Distances (dissimilarities) between sequences



Computes pairwise dissimilarities between sequences or dissimilarities with a reference sequence. Several dissimilarities measures can be chosen including optimal matching (OM) and many of its variants, distance based on the count of common attributes, and distances between within sequence state distributions.


seqdistOO(seqdata, method, refseq=NULL, norm=FALSE,
        indel=1, sm=NA, with.missing=FALSE, full.matrix=TRUE,
        kweights=rep(1.0, ncol(seqdata)), tpow=1,
        expcost=0.5, context=1-2*expcost,
        link="mean", h=0.5, nu=0,
        transindel="constant", otto, previous=FALSE,
        addcolumn=TRUE, numcpu=1,
        breaks=NULL, step=1, overlap=FALSE, weighted=TRUE)

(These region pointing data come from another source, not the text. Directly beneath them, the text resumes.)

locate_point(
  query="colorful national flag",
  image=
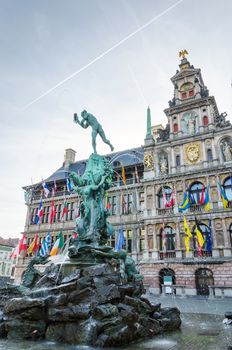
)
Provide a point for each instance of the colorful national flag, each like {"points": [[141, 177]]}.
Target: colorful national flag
{"points": [[206, 200], [40, 212], [123, 175], [224, 198], [202, 199], [23, 244], [34, 246], [68, 184], [120, 241], [188, 235], [45, 189], [137, 175], [164, 243], [200, 238], [107, 201], [15, 252], [46, 245], [164, 198], [123, 202], [209, 236], [185, 204], [53, 211], [58, 245], [55, 186], [65, 209]]}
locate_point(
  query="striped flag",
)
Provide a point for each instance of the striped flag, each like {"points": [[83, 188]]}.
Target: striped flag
{"points": [[58, 245], [123, 175], [46, 245], [53, 211], [45, 189], [23, 244], [34, 246], [40, 212], [164, 243], [120, 241], [68, 184]]}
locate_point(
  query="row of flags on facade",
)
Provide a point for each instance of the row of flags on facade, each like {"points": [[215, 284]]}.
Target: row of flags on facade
{"points": [[46, 248], [204, 198], [188, 235]]}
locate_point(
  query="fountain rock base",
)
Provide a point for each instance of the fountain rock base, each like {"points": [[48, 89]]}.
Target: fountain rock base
{"points": [[90, 305]]}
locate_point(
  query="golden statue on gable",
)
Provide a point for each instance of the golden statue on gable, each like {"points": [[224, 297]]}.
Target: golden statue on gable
{"points": [[183, 53]]}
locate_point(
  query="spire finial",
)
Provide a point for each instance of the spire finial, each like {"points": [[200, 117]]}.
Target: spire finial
{"points": [[183, 53], [149, 134]]}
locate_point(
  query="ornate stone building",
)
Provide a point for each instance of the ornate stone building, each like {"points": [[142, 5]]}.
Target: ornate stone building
{"points": [[190, 155]]}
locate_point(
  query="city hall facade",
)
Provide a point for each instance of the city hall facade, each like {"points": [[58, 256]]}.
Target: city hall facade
{"points": [[192, 154]]}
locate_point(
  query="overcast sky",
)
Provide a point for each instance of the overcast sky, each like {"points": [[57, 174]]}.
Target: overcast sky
{"points": [[44, 42]]}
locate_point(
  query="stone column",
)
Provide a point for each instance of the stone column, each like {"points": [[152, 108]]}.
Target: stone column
{"points": [[227, 247], [177, 245], [215, 250], [173, 162], [155, 253], [146, 250]]}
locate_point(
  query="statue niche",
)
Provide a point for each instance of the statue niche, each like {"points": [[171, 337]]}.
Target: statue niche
{"points": [[226, 148], [189, 123], [163, 163]]}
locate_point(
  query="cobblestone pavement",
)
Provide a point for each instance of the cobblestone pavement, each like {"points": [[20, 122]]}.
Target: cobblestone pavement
{"points": [[195, 304]]}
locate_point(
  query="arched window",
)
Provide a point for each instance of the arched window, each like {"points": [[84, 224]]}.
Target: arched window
{"points": [[166, 273], [164, 192], [187, 90], [230, 232], [195, 192], [205, 120], [175, 127], [209, 154], [177, 160], [204, 230], [204, 279], [169, 238], [228, 188]]}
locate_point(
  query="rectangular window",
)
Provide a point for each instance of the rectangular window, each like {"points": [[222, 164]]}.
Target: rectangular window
{"points": [[191, 93], [127, 205], [71, 211], [113, 205], [177, 160]]}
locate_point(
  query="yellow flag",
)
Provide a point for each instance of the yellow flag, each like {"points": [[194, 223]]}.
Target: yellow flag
{"points": [[186, 241], [123, 175], [186, 228], [188, 235], [200, 238]]}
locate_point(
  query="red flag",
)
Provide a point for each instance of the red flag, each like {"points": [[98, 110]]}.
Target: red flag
{"points": [[53, 211], [55, 186], [23, 244], [123, 202], [164, 244], [202, 200], [137, 175], [65, 209]]}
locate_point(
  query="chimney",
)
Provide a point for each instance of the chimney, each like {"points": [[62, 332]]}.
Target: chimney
{"points": [[69, 157]]}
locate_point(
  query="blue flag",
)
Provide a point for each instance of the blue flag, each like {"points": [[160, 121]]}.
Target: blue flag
{"points": [[46, 246], [120, 240], [209, 236]]}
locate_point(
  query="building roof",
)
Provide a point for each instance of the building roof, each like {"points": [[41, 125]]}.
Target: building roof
{"points": [[130, 157]]}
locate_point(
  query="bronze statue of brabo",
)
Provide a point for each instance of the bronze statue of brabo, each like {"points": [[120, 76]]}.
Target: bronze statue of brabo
{"points": [[89, 120]]}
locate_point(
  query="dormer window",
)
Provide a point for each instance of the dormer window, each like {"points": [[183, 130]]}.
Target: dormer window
{"points": [[175, 127], [187, 90], [205, 120]]}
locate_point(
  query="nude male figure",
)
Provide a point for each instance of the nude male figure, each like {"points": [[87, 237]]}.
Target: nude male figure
{"points": [[89, 120]]}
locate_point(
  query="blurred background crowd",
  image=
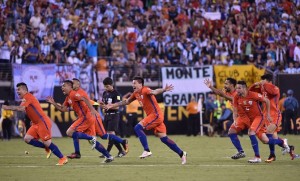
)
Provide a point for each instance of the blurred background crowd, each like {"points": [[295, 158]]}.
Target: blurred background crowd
{"points": [[132, 37]]}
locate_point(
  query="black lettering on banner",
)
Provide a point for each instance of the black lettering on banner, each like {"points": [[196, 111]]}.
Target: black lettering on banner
{"points": [[170, 73], [181, 99], [187, 72]]}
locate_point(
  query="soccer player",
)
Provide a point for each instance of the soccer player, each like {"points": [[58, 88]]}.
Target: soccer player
{"points": [[272, 92], [230, 92], [112, 116], [247, 112], [41, 123], [84, 125], [154, 119], [100, 131]]}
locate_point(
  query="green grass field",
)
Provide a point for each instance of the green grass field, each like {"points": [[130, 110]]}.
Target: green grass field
{"points": [[208, 159]]}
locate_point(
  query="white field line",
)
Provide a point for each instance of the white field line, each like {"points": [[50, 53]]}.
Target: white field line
{"points": [[129, 165]]}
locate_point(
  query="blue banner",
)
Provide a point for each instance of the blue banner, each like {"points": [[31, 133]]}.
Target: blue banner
{"points": [[39, 79]]}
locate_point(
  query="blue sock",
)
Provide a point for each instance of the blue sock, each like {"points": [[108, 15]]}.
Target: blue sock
{"points": [[112, 137], [76, 143], [143, 139], [171, 144], [236, 142], [81, 135], [36, 143], [55, 150], [102, 150], [281, 142], [271, 145], [254, 144]]}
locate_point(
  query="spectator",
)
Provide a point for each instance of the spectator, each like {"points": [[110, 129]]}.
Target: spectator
{"points": [[291, 107]]}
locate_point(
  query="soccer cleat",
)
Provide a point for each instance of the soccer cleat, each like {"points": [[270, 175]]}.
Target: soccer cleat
{"points": [[292, 152], [108, 160], [125, 145], [145, 154], [93, 142], [48, 153], [238, 155], [74, 156], [183, 158], [121, 154], [271, 158], [62, 161], [254, 160], [286, 148]]}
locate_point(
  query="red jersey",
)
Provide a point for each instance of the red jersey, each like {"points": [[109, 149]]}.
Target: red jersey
{"points": [[249, 105], [74, 100], [83, 93], [231, 94], [147, 101], [33, 109], [271, 92]]}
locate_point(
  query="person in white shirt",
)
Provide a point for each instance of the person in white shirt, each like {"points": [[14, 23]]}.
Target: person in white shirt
{"points": [[297, 53], [291, 69], [72, 59]]}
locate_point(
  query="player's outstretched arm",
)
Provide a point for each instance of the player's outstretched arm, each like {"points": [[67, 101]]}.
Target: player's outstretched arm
{"points": [[14, 108], [219, 92], [118, 104], [162, 90], [58, 106]]}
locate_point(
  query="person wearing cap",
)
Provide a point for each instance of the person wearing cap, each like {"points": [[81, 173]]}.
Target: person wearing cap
{"points": [[297, 53], [291, 106]]}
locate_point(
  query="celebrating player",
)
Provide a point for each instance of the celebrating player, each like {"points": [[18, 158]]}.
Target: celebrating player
{"points": [[84, 126], [41, 123], [272, 92], [100, 131], [154, 119]]}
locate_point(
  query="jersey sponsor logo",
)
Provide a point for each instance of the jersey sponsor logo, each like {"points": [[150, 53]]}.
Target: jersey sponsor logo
{"points": [[69, 101]]}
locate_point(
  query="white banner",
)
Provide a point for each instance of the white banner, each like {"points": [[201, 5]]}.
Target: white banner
{"points": [[39, 79], [187, 82]]}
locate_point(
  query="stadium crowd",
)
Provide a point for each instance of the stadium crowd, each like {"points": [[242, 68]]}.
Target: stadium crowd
{"points": [[143, 34]]}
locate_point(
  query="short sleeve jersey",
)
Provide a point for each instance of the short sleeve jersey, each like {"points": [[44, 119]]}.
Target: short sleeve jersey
{"points": [[33, 108], [249, 105], [147, 101], [111, 97], [74, 100]]}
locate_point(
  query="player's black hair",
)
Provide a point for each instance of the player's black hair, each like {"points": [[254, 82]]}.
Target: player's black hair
{"points": [[108, 81], [268, 77], [22, 84], [241, 82], [232, 81], [68, 82], [139, 80], [76, 79]]}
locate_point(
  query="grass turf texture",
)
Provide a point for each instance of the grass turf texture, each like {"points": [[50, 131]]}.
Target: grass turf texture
{"points": [[208, 159]]}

State sequence object defined with the seqdef function.


Character string indicating the metric to be used. One of "OM", "OMloc", "OMslen", "OMspell", "OMstran", "LCS", "HAM", "DHD", "TWED", "SVRspell", "NMS", "NMSMST", "LCP", "RLCP", "CHI2", "EUCLID" (see details)


Optional baseline sequence to compute the distances from. Can be the index of a sequence in the state sequence object, 0 for the most frequent sequence, or an external sequence passed as a sequence object with a single row and same alphabet as seqdata assigned to it.


String or logical. One of "none", "maxlength", "gmean", "maxdist", "YujianBo". If TRUE the normalization method is automatically selected (see details). Default is FALSE.


Scalar or numeric vector. The insertion/deletion cost (for all OM variants including TWED). Default is 1. Ignored with non OM metrics. If it is a vector, the indel costs are state dependant (the vector length should be equal to the number of states).


substitution-cost matrix (for OM variants, TWED, SVRspell, HAM and DHD method). Can also be one of the seqcost methods "TRATE" or "CONSTANT" for building a sm matrix. Default is NA. A valid value MUST be given for method="OM".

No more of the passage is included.